Trustworthy Representation Learning via Information Funnels and Bottlenecks
João Machado de Freitas, Bernhard C. Geiger
TL;DR
Trustworthy representation learning is challenged by the need to balance utility, fairness, and privacy. The authors introduce CPFSI, a Conditional Privacy Funnel with Side-Information, and derive amortized variational bounds to optimize a multi-objective Lagrangian that jointly minimizes information about the sensitive attribute while preserving information about the input and utility for a downstream task. CPFSI extends prior information-theoretic objectives (IB, IBSI, CPF, CFB) and supports both fully supervised and semi-supervised learning on tabular data, with the ability to intervene on the sensitive attribute at inference for counterfactual fairness.
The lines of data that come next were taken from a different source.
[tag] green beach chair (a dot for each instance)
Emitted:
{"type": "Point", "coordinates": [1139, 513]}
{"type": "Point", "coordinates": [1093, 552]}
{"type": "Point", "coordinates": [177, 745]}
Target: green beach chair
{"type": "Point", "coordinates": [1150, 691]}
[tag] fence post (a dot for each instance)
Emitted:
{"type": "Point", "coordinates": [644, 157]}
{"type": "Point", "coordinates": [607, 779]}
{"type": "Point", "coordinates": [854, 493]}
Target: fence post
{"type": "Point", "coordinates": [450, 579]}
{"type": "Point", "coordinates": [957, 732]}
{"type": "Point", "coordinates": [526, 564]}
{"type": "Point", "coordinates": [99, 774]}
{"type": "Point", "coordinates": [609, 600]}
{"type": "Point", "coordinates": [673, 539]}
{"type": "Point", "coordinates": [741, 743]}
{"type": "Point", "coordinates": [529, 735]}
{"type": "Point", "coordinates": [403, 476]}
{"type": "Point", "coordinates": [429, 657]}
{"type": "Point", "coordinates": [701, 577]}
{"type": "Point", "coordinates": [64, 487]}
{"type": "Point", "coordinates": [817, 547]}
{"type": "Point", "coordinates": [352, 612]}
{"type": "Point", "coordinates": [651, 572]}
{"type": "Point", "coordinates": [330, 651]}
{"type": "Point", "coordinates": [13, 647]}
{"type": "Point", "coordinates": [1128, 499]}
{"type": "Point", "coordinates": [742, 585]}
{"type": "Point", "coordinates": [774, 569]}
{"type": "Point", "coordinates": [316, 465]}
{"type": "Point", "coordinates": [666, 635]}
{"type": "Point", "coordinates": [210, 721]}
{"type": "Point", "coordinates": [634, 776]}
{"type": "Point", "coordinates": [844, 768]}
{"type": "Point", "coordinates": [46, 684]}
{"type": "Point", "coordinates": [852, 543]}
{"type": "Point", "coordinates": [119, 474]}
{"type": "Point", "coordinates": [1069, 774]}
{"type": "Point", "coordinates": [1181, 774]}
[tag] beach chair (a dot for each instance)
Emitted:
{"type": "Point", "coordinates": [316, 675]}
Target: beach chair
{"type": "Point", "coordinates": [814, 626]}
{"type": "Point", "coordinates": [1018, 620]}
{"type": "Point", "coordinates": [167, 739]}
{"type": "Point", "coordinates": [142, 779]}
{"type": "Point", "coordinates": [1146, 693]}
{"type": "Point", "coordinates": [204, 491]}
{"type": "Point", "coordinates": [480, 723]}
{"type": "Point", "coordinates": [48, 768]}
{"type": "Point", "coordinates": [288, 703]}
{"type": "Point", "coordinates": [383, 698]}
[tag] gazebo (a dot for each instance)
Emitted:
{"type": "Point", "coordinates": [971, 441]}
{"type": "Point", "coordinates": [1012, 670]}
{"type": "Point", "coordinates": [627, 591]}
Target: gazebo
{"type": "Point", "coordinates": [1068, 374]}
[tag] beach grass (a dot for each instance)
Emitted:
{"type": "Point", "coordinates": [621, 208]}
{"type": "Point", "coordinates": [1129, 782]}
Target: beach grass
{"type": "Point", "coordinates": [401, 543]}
Empirical results across Adult, Dutch, Credit, and COMPAS show CPFSI achieves favorable utility-invariance-fidelity trade-offs, often outperforming baselines, and demonstrates practical fairness gains with relatively small labeled datasets. The work provides a principled framework for robust, fair representations in data-scarce settings and suggests promising avenues for future extensions to domain adaptation and broader modalities.
Abstract
Ensuring trustworthiness in machine learning -- by balancing utility, fairness, and privacy -- remains a critical challenge, particularly in representation learning. In this work, we investigate a family of closely related information-theoretic objectives, including information funnels and bottlenecks, designed to extract invariant representations from data. We introduce the Conditional Privacy Funnel with Side-information (CPFSI), a novel formulation within this family, applicable in both fully and semi-supervised settings. Given the intractability of these objectives, we derive neural-network-based approximations via amortized variational inference. We systematically analyze the trade-offs between utility, invariance, and representation fidelity, offering new insights into the Pareto frontiers of these methods. Our results demonstrate that CPFSI effectively balances these competing objectives and frequently outperforms existing approaches. Furthermore, we show that by intervening on sensitive attributes in CPFSI's predictive posterior enhances fairness while maintaining predictive performance. Finally, we focus on the real-world applicability of these approaches, particularly for learning robust and fair representations from tabular datasets in data scarce-environments -- a modality where these methods are often especially relevant.